My jaw dropped and I turned to look at him as I walked into the glassed area. I'd been shouted at by a very stupid, petty man, with poor impulse control. If that's the caliber individual who's supposed to be keeping America safe, we're all fucked.

Then a perfectly helpful guy came over and as much as a "male assist" can be said to be actually assisting in anything, it was. I raised my arms and he patted me down and rolled his eyes with his whole body. He was a stand-up guy. I liked him so much I told him that his coworker had a Napoleonic disorder. He didn't say anything but I could tell he agreed. That other guy, though, ought to be thankful he's so ordinary and forgettable. If I had half the chance I'd do the only honorable thing and run him right off the road if I saw him out driving around. He wanted to ruin my morning. What a piece of shit.

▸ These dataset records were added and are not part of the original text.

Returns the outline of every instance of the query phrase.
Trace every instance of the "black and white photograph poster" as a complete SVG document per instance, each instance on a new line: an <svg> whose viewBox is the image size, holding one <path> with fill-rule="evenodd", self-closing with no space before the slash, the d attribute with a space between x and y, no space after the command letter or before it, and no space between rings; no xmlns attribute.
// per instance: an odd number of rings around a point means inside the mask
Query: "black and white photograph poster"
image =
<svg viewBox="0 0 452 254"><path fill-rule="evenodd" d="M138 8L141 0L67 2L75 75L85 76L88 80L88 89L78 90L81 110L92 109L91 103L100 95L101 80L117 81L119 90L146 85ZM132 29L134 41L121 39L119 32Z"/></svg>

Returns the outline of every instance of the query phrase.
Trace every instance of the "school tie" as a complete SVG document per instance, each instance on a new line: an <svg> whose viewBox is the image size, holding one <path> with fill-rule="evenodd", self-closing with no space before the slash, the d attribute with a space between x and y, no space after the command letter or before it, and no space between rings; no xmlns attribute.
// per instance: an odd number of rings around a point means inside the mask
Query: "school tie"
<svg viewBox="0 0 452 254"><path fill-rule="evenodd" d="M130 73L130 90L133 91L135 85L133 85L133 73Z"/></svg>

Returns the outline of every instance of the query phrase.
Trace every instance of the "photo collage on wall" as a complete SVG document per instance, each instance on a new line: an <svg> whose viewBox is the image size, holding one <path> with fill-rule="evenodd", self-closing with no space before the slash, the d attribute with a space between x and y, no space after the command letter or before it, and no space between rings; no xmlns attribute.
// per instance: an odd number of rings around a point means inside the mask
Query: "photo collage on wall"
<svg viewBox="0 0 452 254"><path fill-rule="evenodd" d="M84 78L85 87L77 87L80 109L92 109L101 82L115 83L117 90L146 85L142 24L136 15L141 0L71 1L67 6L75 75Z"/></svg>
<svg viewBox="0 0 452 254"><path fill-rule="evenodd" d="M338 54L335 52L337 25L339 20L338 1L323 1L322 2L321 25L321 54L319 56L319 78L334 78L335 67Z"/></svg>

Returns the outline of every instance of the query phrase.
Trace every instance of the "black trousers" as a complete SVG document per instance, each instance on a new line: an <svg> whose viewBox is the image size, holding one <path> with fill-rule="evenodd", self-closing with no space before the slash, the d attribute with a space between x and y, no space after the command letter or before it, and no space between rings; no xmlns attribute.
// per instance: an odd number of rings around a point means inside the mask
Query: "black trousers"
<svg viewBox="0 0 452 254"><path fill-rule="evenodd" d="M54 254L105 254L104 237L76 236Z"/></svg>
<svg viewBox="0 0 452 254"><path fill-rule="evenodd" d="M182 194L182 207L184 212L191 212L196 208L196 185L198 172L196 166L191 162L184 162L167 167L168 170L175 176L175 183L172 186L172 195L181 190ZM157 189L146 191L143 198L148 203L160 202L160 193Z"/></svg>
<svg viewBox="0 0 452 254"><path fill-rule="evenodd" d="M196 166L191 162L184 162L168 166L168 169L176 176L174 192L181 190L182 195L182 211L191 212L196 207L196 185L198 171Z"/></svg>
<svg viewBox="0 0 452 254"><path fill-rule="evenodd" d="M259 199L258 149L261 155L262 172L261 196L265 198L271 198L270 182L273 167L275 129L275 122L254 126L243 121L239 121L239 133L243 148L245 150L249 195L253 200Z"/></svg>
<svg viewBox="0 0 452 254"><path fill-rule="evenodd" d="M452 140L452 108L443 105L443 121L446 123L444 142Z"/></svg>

This mean little man would love to have more power in his life, and we've already seen what would happen if he got it. Typical beta male, gotta fuck with me because in a very real way, I own his ass. One of the great things about living in a liberal democracy is that power tends not to over-accumulate, and we avoid having gangs of official thugs cracking skulls, and that's good. There are still plenty of bad eggs, and a lot of them wind up as cops. But for today, I'm just glad there's still enough common sense in the world to keep someone stupid from hitting me. I expect this to change over the next twenty years. Gotta get my licks in while it's still safe.

I'm not sure when it started but I was in my twenties, but I see far more value in dying for a cause than in killing for one. And every time I make idiots taste blood from wanting to hurt me and being restrained by liberalism, by the rules of a civil society, I win. I've won a lot, because I'm not afraid, or at least less afraid of an altercation than the guys who get so pissed off. All told, I'd estimate I've earned being beaten to death twice over in terms of making lots of stupid people very angry, but they all had it coming.

Apology: this story would have been better if I'd been telling it to some friends at the bar.

1 Comments:

At Monday, April 23, 2007, Blogger hank. said...

what a dick. "attitude problem"? that man HAS to be hated by the other tsa people.